Judging by the mismatch between enthusiasm for the higher-priced items and the concentration of sales at a lower level during the closing party from 6 pm to 10 pm, the bull market for this kind of art in Ottawa – as in New York City! – seems to await the coming into money of a younger generation.

The gallery itself is apparently doing well in a new and better location, in part because it is active in using the space for events, including weddings and other paying assemblies. The space used to be a bank to serve railway employees and users. It combines longer-term exhibits with special events and it has an artists' workshop in the lower level.

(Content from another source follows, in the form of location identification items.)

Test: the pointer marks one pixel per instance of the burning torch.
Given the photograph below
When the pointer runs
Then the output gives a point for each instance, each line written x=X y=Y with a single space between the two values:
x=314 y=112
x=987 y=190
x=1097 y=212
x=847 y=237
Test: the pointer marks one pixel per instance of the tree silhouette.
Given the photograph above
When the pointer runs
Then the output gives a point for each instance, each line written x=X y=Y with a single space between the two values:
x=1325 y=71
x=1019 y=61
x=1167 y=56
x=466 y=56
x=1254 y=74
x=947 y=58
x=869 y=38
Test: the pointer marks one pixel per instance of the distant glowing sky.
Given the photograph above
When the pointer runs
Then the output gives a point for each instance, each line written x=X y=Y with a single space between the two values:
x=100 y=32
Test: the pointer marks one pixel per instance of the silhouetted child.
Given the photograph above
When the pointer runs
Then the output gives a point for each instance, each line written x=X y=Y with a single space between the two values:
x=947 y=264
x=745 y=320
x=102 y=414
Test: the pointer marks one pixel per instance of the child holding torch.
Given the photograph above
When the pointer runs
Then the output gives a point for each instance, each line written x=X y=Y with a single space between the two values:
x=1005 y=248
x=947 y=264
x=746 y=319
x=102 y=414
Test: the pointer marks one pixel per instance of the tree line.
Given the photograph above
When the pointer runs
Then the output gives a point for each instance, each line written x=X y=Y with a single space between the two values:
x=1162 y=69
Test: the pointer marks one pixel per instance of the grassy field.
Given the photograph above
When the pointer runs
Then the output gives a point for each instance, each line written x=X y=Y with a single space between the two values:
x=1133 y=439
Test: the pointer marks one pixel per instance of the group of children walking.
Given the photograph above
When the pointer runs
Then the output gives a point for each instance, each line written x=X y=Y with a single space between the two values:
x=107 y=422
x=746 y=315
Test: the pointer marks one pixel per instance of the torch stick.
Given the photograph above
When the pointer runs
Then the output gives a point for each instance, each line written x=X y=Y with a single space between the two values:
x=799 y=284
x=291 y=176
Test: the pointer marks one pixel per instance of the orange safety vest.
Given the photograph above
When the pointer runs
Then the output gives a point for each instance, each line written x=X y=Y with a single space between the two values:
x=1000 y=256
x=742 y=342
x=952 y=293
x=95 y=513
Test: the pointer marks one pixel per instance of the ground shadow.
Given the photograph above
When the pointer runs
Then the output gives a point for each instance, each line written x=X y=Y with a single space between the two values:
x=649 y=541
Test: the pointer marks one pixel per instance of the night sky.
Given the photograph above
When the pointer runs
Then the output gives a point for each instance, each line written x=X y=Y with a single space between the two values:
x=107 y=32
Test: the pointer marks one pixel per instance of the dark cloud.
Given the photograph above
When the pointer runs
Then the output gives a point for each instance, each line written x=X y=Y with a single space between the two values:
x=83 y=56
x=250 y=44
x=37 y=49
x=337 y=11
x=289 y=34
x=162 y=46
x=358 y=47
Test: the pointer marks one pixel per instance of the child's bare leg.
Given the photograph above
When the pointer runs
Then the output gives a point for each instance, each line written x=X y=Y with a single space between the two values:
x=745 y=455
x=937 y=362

I was especially taken by several lifelike foot-high sculptures by Maria Saracino - an Einstein-like man feeding birds, two people sitting at a Starbucks-branded table, and other characters sitting with a cleverly fabricated miniature newspaper on park benches. This artist is one of many artists tethered on a long-term basis to the gallery. Her sculptures sell well, for a minimum of $1,000.

Comment on Giclées

It is good to know that art markets are thriving in middle-sized cities like Ottawa. I found the same thing to be true in Vero Beach, Florida when I was there in March.

Based on looking at the paintings and the posted prices, and on interviews with some of the artists at the show, two types of sales were made at the exhibit or by artists who were exhibiting:

- Artists who are local and sell paintings that have a style or a gimmick that identifies them (i.e., a "brand") and sell in the $350 to $600 range.

- Visiting artists with paintings that sell at a higher price, mid to high four figures, who sold framed giclées also in the range of $350-$600.

This sale of giclées is promising. The neologism dates back - from what I can determine from a quick bit of research - only to 1991. A giclée is simply a high-resolution print with long-lasting ink on canvas-like material. It is a good solution to the ongoing problem of reconciling gallery price points. A gallery knows that more sales will occur at lower prices, but the higher-priced art may suffer by being shown with lower-priced art.

Cadillac showrooms don't sell Yugos or Kias at the same site. Similarly customers at Wal-Mart they are not likely to be in a frame of mind to buy on impulse an expensive Rolex. Putting a Rolex in with a less expensive Timex (a fine watch, I'm wearing one now) does not enhance the prestige of the Rolex, which prefers to be associated with pictures of up-market casinos and racetracks and yachts.

The giclée offers an opportunity for the aspirational collector to participate in ownership of a more expensive artist at an affordable price. This is a good solution, but to protect the prices of the original art I believe that every giclée should be plainly marked.

A viewer should not have to puzzle over whether a painting is an original or not, even though the idea is to make the copy as faithful as possible to the original. If the copy is really as good as the original it could cheapen the market for the original paintings. What do you think?